Potato Boy swivels. Thickens the fingers into a fist. One fist, two fist. One potato, two potato. Stiffens. Into the batting, the knuckles, they sink. Feet-first he scoots to the edge of the bed. Teeters there, his feet a few inches above the floor.
He looks back over his shoulder, through the glass wall and the dark of the room and over the sill to the sky. “I can see the window,” he says. The glint of the moon. The stars in a bramble. “The window’s in the air. Up in the air.”
I nod.
“Up high,” he says. “That’s what we are. Up high.”
“That’s true.”
“Up. Up in the air.”
I shift – sandbag of the body – forward in the chair. Elbows on the knees. Palms up. There you go I say with a flex of the fingers. Open. Close. What can I say?
“The floor is in the air,” he says. “But the floor is strong, right?”
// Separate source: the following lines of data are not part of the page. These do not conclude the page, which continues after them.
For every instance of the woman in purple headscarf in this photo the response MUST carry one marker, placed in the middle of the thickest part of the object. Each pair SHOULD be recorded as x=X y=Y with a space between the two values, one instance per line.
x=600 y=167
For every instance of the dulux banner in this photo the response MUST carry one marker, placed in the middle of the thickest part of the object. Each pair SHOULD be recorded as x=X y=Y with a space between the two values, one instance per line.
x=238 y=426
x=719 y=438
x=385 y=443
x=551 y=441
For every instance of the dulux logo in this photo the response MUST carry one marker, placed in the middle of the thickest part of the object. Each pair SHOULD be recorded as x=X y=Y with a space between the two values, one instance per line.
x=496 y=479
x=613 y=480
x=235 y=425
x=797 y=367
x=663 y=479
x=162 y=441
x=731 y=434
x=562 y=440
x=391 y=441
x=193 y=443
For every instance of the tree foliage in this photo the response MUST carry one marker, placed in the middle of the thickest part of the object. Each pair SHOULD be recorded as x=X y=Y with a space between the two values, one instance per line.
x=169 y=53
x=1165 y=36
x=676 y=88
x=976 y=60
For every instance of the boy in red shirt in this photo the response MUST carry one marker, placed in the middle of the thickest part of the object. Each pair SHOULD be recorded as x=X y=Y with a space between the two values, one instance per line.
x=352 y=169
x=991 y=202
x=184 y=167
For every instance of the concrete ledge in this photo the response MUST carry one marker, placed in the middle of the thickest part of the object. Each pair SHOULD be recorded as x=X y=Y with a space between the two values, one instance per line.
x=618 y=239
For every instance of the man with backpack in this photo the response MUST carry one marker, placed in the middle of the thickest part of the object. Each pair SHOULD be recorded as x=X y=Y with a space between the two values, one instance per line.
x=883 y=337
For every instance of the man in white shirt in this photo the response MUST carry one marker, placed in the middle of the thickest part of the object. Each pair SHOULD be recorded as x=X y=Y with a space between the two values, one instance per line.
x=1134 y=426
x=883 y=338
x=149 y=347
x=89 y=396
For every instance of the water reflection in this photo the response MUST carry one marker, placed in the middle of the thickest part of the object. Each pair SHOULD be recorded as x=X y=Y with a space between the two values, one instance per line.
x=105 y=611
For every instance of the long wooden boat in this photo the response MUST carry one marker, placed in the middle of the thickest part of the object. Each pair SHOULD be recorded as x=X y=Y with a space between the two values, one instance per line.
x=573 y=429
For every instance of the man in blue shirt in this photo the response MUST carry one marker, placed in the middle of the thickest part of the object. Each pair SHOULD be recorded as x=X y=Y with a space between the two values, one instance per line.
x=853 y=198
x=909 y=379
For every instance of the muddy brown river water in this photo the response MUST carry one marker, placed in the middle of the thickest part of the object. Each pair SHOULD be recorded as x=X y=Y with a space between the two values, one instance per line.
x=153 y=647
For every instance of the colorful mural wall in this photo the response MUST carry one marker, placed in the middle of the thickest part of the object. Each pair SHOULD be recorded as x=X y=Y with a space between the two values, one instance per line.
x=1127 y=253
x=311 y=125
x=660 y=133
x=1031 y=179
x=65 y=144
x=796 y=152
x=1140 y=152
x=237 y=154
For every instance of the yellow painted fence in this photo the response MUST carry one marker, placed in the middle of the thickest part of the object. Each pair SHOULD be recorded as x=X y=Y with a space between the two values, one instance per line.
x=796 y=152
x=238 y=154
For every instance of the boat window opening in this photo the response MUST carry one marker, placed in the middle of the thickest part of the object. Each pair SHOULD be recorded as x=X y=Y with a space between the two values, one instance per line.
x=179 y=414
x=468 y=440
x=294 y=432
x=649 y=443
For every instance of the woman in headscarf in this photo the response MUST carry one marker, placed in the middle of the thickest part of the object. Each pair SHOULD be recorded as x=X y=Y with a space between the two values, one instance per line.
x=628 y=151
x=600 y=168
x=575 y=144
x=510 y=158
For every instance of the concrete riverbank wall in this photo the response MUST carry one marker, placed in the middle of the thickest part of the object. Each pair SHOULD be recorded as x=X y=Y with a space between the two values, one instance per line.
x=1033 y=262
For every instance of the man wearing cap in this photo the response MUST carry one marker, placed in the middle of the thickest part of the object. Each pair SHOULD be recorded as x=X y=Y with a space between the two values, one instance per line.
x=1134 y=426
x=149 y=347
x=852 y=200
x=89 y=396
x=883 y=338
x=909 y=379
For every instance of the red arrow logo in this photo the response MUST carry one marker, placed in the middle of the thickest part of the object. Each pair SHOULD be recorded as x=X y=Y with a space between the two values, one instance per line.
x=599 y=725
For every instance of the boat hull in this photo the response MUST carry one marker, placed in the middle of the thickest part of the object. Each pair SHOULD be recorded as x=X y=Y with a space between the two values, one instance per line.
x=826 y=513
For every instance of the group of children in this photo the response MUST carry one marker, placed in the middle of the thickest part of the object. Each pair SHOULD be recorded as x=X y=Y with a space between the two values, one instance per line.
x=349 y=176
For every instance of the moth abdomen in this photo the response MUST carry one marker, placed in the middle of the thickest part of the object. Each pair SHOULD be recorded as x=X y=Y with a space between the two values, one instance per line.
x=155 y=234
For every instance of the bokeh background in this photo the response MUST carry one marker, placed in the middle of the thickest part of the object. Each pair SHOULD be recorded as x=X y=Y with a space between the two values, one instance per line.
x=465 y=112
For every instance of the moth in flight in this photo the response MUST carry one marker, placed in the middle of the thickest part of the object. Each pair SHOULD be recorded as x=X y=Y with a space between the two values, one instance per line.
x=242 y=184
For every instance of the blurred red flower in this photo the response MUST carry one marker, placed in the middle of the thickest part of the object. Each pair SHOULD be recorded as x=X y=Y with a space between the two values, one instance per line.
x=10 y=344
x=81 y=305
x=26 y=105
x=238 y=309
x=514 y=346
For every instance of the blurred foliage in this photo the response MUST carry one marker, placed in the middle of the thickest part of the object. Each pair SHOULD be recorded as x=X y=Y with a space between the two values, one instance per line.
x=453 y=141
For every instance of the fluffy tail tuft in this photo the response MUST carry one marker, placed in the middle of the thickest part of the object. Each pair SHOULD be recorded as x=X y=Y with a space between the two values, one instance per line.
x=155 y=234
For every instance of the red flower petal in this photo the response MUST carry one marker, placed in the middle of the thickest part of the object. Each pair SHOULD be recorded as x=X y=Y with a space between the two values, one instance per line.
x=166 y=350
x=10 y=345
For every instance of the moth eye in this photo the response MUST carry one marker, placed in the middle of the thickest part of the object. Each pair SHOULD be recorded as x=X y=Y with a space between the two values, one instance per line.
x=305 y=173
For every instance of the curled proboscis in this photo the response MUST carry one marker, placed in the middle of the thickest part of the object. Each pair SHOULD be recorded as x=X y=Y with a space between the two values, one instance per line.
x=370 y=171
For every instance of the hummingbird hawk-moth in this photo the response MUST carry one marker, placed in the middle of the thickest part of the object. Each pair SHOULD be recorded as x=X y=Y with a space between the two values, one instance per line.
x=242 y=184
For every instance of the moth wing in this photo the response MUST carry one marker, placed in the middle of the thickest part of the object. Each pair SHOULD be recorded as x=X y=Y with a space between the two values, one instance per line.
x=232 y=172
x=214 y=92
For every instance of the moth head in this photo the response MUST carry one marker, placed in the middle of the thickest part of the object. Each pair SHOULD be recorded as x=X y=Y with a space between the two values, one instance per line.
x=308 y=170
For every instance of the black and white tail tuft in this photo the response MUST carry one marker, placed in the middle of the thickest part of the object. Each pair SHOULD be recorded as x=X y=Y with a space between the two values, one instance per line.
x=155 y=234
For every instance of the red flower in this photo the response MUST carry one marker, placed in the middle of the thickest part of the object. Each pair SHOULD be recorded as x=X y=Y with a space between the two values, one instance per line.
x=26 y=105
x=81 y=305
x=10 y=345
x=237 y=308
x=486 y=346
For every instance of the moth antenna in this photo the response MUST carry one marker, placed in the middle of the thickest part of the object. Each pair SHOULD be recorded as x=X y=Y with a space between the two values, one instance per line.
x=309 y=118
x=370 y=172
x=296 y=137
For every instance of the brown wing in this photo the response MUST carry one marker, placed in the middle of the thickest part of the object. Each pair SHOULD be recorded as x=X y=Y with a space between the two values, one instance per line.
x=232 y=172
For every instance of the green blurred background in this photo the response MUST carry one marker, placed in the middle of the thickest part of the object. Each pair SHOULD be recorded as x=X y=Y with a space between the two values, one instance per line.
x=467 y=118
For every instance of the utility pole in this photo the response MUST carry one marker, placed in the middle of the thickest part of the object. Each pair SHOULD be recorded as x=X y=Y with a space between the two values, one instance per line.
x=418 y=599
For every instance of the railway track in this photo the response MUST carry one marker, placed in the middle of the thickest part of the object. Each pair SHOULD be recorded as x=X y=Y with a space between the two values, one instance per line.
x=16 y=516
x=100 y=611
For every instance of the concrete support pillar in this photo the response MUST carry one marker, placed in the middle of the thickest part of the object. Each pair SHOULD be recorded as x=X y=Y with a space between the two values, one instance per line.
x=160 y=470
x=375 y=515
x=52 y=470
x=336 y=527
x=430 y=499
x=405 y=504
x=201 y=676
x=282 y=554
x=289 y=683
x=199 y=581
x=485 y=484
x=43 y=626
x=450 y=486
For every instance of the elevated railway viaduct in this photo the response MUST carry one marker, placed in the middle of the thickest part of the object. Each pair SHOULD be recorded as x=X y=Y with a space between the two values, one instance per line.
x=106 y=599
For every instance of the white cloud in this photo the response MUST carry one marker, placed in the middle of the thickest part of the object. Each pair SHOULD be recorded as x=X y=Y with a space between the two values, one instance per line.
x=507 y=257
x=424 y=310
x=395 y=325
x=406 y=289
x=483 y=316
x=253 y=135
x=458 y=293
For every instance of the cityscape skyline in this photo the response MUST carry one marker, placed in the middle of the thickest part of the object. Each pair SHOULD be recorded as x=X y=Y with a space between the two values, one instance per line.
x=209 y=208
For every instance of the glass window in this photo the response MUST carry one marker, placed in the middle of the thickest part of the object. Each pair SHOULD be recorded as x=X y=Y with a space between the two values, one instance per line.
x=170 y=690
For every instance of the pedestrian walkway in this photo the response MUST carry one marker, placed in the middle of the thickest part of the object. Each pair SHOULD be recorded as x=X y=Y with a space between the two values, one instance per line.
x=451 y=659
I nod. With the barefoot toe he taps – one tap, two taps – the floor. With little shifts and hesitations, like a dry-lander steps into a dinghy, he settles. First one foot, then the other. The floor holds.
Then he – not a hop, no, but with a heft in a upward direction, up onto the balls of his feet he bobs, up and then, onto the heels the whole of his weight – down. Up. Down. Up.
The floor holds. Again a glance at the window.
“Chips. They have chips.”
He takes a step in my direction, but then stops. Drops to one knee. Lays the palm of a hand flat on the floor. Straightens the arm. Up over the palm he leans. Down he presses. The shoulder quivers, but the floor – here up high above the earth -- holds.
He gives the floor a pat – one pat, two pats, like you pat a dog.
“Good floor,” he says, like you say to a dog he says. “Good. Good.”
Easy now. With great care, like you lift a stack of breakables, he rises.
Still as a beast I sit. Elbows on the knees. Face to the floor. This head of mine I hold, here in the hands I hold it.
“They have chips,” he says. “I like chips.”
To the chair that harbored the nurse he turns. Gives it a pat. There on the seat. Good – he mouths the words – good chair. He sets out again, down the hall.
As he passes me I smell the earth. The mulch, the peat, the loam. The scat, the salt, the hint of mildew and char. If I could go with him I would. Into the earth we would go. Together tumble round and round the sun. I close my eyes. An honor it would be to – on the Day of Judgement – stand, totter, bobble. A bob in the pot, a potato. To be simple again, no?
In the fullness of the moment I, in accord with the ways of the flesh I (waiting is an act, no?) wait. Wait for it. Behold. One pat. Two pats. The pat of the hand, pat of the palm, flat of the palm on the top of the head as onward it moves, and away, the hand, the hand of God.